Srivastava, founder of the Global Trade Research Initiative think tank, which released the report, said,

The Indian government and industry must assess and possibly recalibrate their import strategies to foster more diverse and resilient supply chains. This is not only to mitigate economic risks, but also to support domestic industries and reduce dependence on imports from a single country, especially from geopolitical competitors like China.

This prescription by Indian experts is ironic.

It is said that if the apprentice is brought out to starve to death, then the apprentice must learn the craft first.

I want to think that when China was reforming and opening up, it introduced foreign capital on a large scale, exchanged the market for technology, and learned management, management, technology, and innovation from Western companies little by little. In the end, he made little progress, practiced eighteen kinds of martial arts, and finally could stand up and compete with the biggest "master" almost on the same stage.

The United States really felt the feeling of starving the master to death when the apprentice was brought out, because the apprentice learned so well that he not only learned to imitate, but also learned to transcend, and took the master's path, so that the master had no way out.

In fact, it's not that the master has no way out, it's just that the master wants to let the apprentice be an apprentice forever and never let the apprentice come out.

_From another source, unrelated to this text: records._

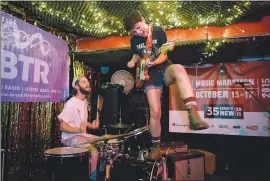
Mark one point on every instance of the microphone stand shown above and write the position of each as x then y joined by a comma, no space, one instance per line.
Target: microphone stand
256,99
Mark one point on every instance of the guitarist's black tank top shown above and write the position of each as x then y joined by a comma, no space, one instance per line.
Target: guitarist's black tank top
138,46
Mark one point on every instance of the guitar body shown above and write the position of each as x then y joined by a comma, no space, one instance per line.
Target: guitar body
141,72
142,69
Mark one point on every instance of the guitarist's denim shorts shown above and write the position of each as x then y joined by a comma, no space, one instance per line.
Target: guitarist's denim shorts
156,80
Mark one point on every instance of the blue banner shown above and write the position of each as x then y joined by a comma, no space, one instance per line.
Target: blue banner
34,63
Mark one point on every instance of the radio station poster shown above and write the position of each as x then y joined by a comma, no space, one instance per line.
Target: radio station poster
224,103
34,63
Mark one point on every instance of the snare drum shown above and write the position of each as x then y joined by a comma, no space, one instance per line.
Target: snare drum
67,163
140,140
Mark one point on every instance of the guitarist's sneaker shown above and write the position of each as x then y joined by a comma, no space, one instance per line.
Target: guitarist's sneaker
155,153
196,122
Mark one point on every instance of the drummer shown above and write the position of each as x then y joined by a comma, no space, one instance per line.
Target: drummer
74,124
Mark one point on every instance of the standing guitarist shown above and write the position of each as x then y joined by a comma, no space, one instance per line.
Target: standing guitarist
146,40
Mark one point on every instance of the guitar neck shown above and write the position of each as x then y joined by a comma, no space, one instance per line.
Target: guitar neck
152,57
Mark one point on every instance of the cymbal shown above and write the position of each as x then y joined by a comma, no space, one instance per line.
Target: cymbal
107,137
119,125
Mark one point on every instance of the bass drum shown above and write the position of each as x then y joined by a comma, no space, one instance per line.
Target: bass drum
67,163
130,169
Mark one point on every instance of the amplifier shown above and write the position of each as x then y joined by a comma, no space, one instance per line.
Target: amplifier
173,147
186,166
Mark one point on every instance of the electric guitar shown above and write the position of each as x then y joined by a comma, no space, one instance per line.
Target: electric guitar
142,68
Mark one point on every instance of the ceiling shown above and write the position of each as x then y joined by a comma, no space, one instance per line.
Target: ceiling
99,19
103,18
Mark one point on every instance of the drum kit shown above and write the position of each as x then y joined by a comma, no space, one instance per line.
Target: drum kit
123,157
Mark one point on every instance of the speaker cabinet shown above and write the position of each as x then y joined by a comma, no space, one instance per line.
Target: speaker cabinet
186,166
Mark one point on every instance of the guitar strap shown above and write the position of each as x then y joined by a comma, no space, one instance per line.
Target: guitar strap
149,41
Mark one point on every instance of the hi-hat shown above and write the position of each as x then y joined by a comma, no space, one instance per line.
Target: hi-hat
119,125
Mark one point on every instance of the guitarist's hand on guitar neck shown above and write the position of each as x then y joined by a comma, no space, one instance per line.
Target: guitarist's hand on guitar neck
131,64
150,63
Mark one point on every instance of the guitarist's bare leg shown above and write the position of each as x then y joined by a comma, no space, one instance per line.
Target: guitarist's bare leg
154,96
176,73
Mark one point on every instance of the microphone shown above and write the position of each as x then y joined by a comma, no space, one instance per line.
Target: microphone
241,83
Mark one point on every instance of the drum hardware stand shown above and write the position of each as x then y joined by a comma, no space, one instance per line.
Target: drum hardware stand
109,165
2,164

This is an unreasonable oppression of the apprentice.

However, India has not even learned the basics, and lacks even the ability to manufacture the simplest manufactured products, so it has begun to consider "over-dependence" on China, and it is too worrying to think about diversification. Think about it, except for China, who can take you to the road of modern manufacturing at the lowest cost and price.

Of course, Europe and the United States can also do it, but India is too late to start because it has to face China's competition at the same time, so it does not have an advantage.

India's economy has indeed made great strides in recent years, and is now ranked fifth, and is expected to overtake Japan as the fourth largest economy soon next year.

India has great power ambitions, and that's good. China will never suppress the development of other countries for its own interests, as the United States has done. China is now operating in India, but in fact, the biggest concern is that India's business environment makes it difficult to protect China's interests.

However, if India wants to truly become a strong country, it must work hard in the manufacturing industry, and the introduction of foreign competition is a must, which is a learning process and a process of providing a competitive environment. If this kind of competition is ruled out from the outset, it may not be good for India's development.

Dissatisfied with the 100 billion deficit with China, India wants to starve to death before it is a good apprentice?

Contrary to the United States, China does not believe in bringing out apprentices to starve masters, China just believes that the more apprentices, the bigger the market, the bigger the cake, and eventually everyone can live a good life.

But no matter how India chooses to prescribe medicine, China's response is simple: follow the rules of the market. China has formed a certain competitive advantage in the face of Europe and the United States, and it has the advantage of dimensionality reduction in the face of India. We are open to whether India chooses to cooperate or not.